İmtiyazlı pay sahipleri özel kuruluna ilişkin TK 454/3’te belirtilen şartlara uyulmaması halinde özel kurul kararının alınmamış sayılacağı düzenlenmiştir. Anılan hüküm incelendiğinde, toplantı ve karar nisaplarına uyulmaması, tutanağın gerekçeli olarak düzenlenmemesi, tutanağın on gün içinde yönetim kuruluna teslim edilmemesi, özel kurulda olumsuz oy kullananların imzalarını içeren listenin ve TK m. 454/8’de yer alan davanın açılabilmesi için gerekli olan ortak tebligat adresinin yönetim kuruluna teslim edilmemesi, tutanağın tescil ve ilan edilmemesi hallerinin yer aldığı görülmektedir.

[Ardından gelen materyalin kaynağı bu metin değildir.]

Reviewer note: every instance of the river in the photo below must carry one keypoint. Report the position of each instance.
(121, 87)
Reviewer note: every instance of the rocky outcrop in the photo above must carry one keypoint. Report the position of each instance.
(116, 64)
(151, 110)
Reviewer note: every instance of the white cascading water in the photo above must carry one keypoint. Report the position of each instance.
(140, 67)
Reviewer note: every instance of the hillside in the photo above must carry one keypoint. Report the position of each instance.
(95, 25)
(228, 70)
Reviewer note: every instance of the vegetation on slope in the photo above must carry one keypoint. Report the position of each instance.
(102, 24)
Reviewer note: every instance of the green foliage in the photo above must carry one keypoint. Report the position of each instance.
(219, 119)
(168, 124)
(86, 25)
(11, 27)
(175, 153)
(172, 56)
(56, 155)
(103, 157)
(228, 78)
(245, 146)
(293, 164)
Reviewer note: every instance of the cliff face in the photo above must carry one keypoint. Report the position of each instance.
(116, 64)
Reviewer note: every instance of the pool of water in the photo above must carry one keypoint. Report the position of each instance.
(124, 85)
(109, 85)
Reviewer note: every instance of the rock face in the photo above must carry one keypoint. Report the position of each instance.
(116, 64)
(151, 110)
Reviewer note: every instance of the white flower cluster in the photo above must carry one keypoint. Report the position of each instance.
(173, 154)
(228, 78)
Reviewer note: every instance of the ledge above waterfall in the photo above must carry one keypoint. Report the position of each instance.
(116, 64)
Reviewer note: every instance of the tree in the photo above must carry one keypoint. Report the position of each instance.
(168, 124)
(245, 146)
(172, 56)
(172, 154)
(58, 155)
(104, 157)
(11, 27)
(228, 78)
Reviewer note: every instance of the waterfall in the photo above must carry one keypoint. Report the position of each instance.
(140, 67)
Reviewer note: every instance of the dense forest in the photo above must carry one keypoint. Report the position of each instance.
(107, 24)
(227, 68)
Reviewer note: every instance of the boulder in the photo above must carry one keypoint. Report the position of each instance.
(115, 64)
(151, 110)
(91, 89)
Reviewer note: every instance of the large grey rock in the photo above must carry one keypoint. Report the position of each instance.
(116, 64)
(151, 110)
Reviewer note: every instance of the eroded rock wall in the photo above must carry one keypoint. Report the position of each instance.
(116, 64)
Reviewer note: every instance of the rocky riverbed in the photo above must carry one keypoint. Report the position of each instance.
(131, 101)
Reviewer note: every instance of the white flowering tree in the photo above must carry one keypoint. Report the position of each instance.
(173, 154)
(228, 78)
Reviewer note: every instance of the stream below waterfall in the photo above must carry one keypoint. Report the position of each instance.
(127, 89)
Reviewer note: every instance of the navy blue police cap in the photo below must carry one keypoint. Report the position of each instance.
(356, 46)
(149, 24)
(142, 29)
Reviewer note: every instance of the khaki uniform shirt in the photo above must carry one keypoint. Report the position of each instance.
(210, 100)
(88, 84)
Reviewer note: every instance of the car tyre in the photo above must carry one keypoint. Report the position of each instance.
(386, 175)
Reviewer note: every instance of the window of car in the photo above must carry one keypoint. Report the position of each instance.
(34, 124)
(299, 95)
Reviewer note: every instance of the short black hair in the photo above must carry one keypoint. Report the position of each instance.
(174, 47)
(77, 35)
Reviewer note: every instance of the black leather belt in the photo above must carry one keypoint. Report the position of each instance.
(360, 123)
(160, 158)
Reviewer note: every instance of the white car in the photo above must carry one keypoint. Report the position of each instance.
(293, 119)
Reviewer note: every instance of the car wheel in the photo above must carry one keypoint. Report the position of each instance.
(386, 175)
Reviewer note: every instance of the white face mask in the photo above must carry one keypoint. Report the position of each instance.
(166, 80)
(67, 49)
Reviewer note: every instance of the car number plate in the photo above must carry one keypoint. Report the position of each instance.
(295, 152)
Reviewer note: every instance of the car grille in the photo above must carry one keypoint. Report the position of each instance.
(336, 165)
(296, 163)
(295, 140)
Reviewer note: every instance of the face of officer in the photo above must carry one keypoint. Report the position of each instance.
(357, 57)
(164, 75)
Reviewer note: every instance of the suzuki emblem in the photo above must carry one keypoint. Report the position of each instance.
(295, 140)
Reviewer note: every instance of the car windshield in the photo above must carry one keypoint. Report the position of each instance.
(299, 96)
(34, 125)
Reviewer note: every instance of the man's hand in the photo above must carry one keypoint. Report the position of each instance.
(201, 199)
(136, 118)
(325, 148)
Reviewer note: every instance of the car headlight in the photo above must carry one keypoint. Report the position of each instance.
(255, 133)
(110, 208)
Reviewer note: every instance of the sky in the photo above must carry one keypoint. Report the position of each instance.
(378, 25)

TK m. 454/3’te yer alan kararın alınmamış sayılması ifadesi ile özel kurul kararlarına karşı yaptırım öngörülmekle birlikte, bu hükümde belirtilen hallerde ortak bir yaptırıma başvurulamaz. Örneğin, toplantı ve karar nisaplarına uyulmaması halinde özel kurul kararının yokluğuna hükmedilmesi gerekirken, tutanağın gerekçeli olarak düzenlenmemesi halinde yokluktan söz edilmesi mümkün değildir. Bu nedenle ilgili hükümde yer alan her bir halin ayrı ayrı ele alınması gerekmektedir.
TK m. 454/3’te sayılan nedenlerle özel kurul kararının alınmamış sayılması oldukça ağır bir yaptırımdır. Asıl amacı imtiyazların korunması olan bir düzenlemede böyle bir sınırlamaya yer verilmesi isabetli değildir. Özellikle hükümde yer alan, ortak bir tebligat adresinin yönetim kuruluna verilmemesi, tutanağın gerekçeli olarak hazırlanmaması, tutanağın tescil ve ilan edilmemesi gibi hallerde özel kurul kararının alınmamış sayılacağını kabul etmek imtiyazlı pay sahiplerinin aleyhine bir sonuca yol açacaktır. En azından belirtilen hallerde örtülü boşluğun bulunduğu kabul edilmeli ve kararın alınmamış olduğu sonucuna varılmamalıdır. Bu durumda hâkimin MK 1’e göre boşluğu doldurması gerekir. Hâkim söz konusu örtülü boşluğu, amaca uygun bir şekilde sınırlamalıdır. Bu doğrultuda, özel kurul toplantısına ilişkin sürecin baştan başlatılması makul bir çözüm olarak kabul edilebilir.
Öte yandan, TK m. 454/5’te çağrı yapılmasına rağmen özel kurulun toplanamaması halinde genel kurul kararının onaylanmış sayılacağı açık bir şekilde belirtilmişken, üçüncü fıkrada böyle bir düzenlemeye yer verilmemiştir. Bu da, kanun koyucunun üçüncü fıkrada belirtilen hallerde genel kurul kararının onaylanmış sayılmasını amaçlamadığını göstermektedir. Ayrıca, TK m. 454/3 hükmünün gerekçesinde yer alan “izleyen toplantılarda düşmeyen bu ağır nisaplarla” ifadesi de kanun koyucunun amacının tekrar bir özel kurul toplantısı yapılması yönünde olduğuna ilişkin görüşümüzü desteklemektedir.